- "Imagine, the Queen of Pirates, Jing Lang, defeated for a fake map. I have been arrogant."
- ―Jing reflecting on herself, 1717.
1717 (aged 30)
Jing Lang (1686 – 1717) was a Chinese diplomat and Templar during the early 18th century. A change in regime led her to later flee her country and become a notoriously successful pirate, while still pursuing the Order's goals.
In 2013, her genetic memories were used as an Animi Avatar by the entertainment branch of the Templar company Abstergo Industries, to influence the general public via the Animus game console, under the title of the Orchid.
Born to Chinese rebels, Jing grew up to become an increasingly skilled negotiator with a knack for languages. Her ambition eventually led her to turn her back on her family and marry the son of a General in the Qing dynasty, whom her father opposed; in this way, Jing came into contact with and became part of the Templar Order.
Receiving a position as diplomatic advisor, Jing was eventually forced to abandon her post and flee China as a pirate due to a shift in political tides. Over the next decade she traveled the world, developing a reputation for brutality that preceded her in most conflicts. All the while, Jing continued her political activities, banding with any who might aid her in achieving Templar goals. Her dedication to the Order eventually led her to be given one of five unique Templar keys to guard.
The Travers brothers' treasureEdit
- Vance: "My flower, it is all but done. I have hired a man. In moments, Upton's life will be over and the map will be ours."
- Jing: "You hired a man? In your scriptures, did Cain hire a man? No, Cain was a man. "Come to the field" he said to Abel and he did it himself. He did not require a third man to carry the axe."
- ―Jing criticizing Vance, 1717.[src]
In July 1715, Grand Master Laureano de Torres y Ayala received a map, delivered to him by Edward Kenway, detailing various Assassin encampments in the West Indies. Jing, along with a few other elite Templars, were assigned the task of locating the encampments' leaders and eliminating them. However, she became side-tracked when she discovered that her two targets, Upton and Vance Travers, possessed a map that supposedly led to a cache of treasure.
Jing subsequently made contact with the two brothers through their smuggling enterprise and seduced Vance, making him believe she was in love with him. Having set her sights on the treasure, she convinced the Assassin to kill Upton and obtain his half of the treasure map.

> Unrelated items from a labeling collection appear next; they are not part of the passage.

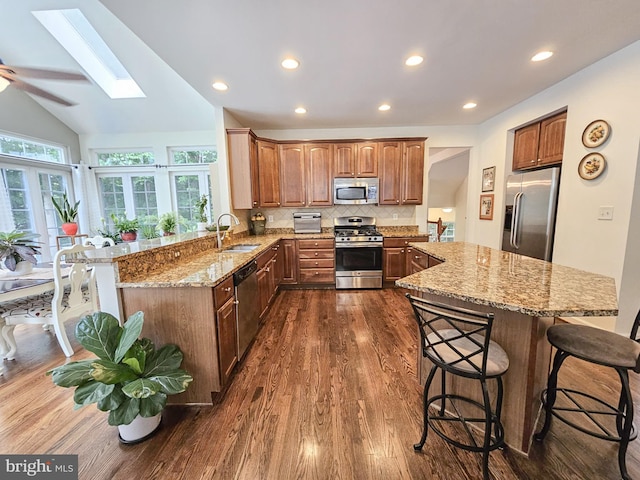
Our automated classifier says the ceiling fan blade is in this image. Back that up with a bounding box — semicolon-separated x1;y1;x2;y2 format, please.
10;78;75;107
0;65;88;80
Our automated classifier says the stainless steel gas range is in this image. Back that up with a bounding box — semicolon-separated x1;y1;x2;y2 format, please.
333;217;382;289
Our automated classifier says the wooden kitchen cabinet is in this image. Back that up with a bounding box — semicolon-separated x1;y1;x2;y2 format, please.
333;142;378;178
257;140;280;208
214;277;238;386
378;141;424;205
119;277;237;404
227;128;260;210
298;238;336;285
382;235;429;282
512;112;567;171
280;240;298;285
279;143;333;207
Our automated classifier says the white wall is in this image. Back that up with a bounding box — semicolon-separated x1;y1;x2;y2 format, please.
467;42;640;333
0;87;81;163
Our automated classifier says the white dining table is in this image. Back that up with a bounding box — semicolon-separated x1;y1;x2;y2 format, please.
0;263;55;375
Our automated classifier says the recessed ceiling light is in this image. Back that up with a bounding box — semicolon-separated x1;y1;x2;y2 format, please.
404;55;424;67
531;51;553;62
281;58;300;70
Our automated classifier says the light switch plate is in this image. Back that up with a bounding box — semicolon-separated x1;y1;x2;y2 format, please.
598;207;613;220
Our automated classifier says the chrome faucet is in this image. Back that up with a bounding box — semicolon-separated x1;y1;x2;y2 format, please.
216;213;240;248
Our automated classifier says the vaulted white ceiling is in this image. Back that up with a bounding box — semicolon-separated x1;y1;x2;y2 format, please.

However, Vance appeared to have trouble carrying out the deed, causing Jing to grow impatient. During one of their meetings in Nassau, she admonished him for taking too long, but acquiesced when Vance informed her that, as they were speaking, a hired man was on his way to kill Upton. However, this assassination attempt would be foiled by Edward Kenway, who had found out about Jing and her machinations from Upton.
Jing and Vance subsequently decided to regroup in a swamp on the outskirts of Nassau, where the former saw the latter struck down by Edward for having betrayed his brother. Declaring she would not meet the same fate, Jing turned and ran, but was eventually assassinated as well.
In her final moments, she revealed that she had already stolen both halves of the treasure map herself; the half Edward had retrieved from Vance's body moments before was a mere forgery. When he questioned her on the location of the real treasure map, Jing told him it was already in the possession of her husband, before finally breathing her last.
- According to concept artist Johan Grenier, Jing was inspired by Ching Shih, a notorious Chinese pirate that terrorized the South Chinese Sea with her pirate armada during the early 19th century.
- Jing is the pinyin transliteration of multiple Chinese surnames, the exact surname in this case being unknown. Likewise, Lang is a transliteration of various homophonic Mandarin words. However, the title of her Animi Avatar indicates that her name may perhaps be 蘭 (simplified: 兰) meaning "orchid", though it is properly transliterated as Lán.